上 下
1,029 / 1,727
小学生編

賑やかな日々 13

しおりを挟む
「憲吾さん、何を調べているの?」

 夕食後、PCに向かっていると、美智が背後から近づいて来た。

「あぁ、中華街のレストランを見ているんだ」
「この前言っていた、芽生くんの進級祝いね」
「あの子も、もう2年生なんて早いな」
「そうね。最近は沢山……弟さん家族と交流出来て嬉しいわ」
「そうだな。

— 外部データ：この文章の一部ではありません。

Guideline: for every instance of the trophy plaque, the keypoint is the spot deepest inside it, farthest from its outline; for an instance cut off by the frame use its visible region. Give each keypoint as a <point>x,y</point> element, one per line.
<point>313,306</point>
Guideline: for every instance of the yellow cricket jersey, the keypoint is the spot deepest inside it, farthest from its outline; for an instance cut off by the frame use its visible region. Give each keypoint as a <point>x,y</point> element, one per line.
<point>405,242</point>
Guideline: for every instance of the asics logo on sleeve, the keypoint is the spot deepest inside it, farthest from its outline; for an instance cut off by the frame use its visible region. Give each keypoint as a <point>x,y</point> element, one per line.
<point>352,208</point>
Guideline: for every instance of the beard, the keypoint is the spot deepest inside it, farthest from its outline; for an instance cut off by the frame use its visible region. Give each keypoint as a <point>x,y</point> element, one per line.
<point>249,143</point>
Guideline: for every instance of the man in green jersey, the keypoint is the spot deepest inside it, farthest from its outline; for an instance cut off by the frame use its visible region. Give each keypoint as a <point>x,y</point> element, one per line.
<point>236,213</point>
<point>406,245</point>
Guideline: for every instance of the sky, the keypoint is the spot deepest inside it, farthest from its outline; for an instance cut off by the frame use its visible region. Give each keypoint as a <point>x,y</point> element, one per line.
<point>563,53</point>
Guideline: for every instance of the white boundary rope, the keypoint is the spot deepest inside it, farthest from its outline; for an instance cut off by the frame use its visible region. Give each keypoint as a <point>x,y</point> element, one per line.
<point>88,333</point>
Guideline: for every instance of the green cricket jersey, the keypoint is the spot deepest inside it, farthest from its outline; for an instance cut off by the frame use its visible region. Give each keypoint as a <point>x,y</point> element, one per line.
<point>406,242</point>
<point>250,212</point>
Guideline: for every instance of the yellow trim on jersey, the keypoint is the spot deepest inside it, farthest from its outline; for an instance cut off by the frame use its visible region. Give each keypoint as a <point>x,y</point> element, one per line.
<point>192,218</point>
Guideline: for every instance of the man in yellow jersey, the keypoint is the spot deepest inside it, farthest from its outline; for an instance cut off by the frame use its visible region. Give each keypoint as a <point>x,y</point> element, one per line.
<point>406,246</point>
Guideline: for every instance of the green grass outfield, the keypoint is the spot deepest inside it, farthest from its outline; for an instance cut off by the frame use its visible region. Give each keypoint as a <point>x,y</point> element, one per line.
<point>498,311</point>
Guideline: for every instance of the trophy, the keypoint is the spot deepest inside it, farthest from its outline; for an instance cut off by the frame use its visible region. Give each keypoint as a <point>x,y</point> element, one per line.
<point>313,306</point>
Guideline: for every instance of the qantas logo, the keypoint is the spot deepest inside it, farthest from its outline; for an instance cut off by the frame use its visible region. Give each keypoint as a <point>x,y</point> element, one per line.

これからは、ちゃんと祝ってやりたいんだ。疎遠にしていた時の分まで」

 弟の宗吾とは長い時間、仲違いをしていた。

 だから甥っ子の芽生が産まれても形式ばった祝い金を送ったきり、ろくに会うこともなかった。 親父の葬儀で久しぶりに会った時には、随分大きくなっていて驚いたもんだ。当時の私は子供もおらず、どう接していいのか分からなかったが、今なら分かる。

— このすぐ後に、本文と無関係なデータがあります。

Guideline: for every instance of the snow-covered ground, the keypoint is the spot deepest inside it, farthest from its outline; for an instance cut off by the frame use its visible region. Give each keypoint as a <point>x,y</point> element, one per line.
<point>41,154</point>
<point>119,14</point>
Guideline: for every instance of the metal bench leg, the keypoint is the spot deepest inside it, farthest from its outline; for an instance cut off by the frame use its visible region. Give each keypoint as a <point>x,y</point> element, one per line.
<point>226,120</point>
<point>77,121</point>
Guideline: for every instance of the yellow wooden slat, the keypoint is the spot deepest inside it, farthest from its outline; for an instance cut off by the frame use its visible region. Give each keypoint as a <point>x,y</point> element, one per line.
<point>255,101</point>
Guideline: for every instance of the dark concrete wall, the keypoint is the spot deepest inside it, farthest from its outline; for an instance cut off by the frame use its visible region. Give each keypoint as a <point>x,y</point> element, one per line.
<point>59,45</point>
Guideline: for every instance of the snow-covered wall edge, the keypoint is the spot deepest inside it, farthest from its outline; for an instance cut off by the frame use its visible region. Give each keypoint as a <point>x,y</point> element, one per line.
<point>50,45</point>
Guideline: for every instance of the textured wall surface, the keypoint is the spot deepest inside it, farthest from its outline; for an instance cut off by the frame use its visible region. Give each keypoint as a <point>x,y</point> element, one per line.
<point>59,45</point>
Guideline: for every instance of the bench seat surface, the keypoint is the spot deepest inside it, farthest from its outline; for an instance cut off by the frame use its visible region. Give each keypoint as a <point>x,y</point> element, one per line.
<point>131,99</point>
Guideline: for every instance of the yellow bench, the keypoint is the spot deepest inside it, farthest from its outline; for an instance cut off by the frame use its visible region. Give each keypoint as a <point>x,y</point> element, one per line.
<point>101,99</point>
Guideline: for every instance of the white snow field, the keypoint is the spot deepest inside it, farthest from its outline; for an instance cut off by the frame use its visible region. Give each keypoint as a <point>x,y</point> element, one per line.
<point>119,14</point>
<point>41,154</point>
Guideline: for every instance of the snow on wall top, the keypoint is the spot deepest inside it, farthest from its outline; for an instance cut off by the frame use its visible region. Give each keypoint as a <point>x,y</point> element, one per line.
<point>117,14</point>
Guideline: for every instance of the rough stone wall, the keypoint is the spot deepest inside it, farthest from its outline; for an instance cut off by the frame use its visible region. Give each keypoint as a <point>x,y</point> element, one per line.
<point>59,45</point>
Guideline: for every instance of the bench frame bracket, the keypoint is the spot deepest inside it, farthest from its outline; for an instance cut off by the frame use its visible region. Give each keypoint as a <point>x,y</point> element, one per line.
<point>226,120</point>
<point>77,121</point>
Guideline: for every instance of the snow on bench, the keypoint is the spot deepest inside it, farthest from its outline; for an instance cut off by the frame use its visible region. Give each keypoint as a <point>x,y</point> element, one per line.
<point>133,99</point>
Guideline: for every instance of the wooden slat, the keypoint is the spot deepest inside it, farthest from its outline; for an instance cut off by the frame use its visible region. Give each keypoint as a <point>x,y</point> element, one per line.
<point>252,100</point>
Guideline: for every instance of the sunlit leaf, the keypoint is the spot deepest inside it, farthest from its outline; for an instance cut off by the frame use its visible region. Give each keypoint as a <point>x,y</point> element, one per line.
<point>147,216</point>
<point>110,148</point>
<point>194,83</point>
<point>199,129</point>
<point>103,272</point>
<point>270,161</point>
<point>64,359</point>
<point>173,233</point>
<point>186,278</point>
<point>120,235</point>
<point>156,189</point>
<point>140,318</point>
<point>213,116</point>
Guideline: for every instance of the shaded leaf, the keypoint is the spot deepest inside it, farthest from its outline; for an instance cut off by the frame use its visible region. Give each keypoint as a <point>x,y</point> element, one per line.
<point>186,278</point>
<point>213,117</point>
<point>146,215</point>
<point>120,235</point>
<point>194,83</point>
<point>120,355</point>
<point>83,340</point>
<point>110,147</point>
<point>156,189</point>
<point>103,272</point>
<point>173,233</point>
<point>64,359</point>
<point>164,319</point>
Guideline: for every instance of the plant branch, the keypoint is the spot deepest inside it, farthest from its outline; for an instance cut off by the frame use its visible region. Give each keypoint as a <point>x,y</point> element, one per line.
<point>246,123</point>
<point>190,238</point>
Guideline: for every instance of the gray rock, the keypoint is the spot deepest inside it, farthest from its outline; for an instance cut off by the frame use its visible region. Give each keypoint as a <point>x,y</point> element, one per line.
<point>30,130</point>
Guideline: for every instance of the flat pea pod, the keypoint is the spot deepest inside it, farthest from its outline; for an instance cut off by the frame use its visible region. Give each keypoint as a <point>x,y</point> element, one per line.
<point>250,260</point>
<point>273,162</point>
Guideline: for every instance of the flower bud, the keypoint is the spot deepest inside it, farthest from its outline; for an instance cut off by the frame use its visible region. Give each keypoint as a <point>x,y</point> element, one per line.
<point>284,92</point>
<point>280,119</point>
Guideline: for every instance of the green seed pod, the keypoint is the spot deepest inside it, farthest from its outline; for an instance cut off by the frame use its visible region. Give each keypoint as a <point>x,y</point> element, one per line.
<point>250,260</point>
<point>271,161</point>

 家族が仲良く、賑やかに和やかに過ごせる時間と場所を、あの子は求めている。
 
 ふぅ……

 思い出した過去はなかなかシビアで、暗い溜め息をついてしまった。

 すると隣で、美智も同じように息を吐いていた。

「どうした? お前まで」 
「分かるわ。私も同じ気持ちなの。芽生くんが生まれた頃は、自分に子供が出来ないのに深く悩んでいて、玲子さんにまで小さな嫉妬をして、恥ずかしかったわ」
「美智……私たちはもう同じ過ちは繰り返さない。出来なかった分は今から取り戻そう」
「そうね」
「なぁどの店がいいか。一緒に考えてくれないか」
「いいの?」
「あぁ美智の意見も聞きたい」

 美智は意外そうな顔をした。

 それもそうだろう。以前の私だったら妻の意見になど耳を傾けず、独断で決めていたからな。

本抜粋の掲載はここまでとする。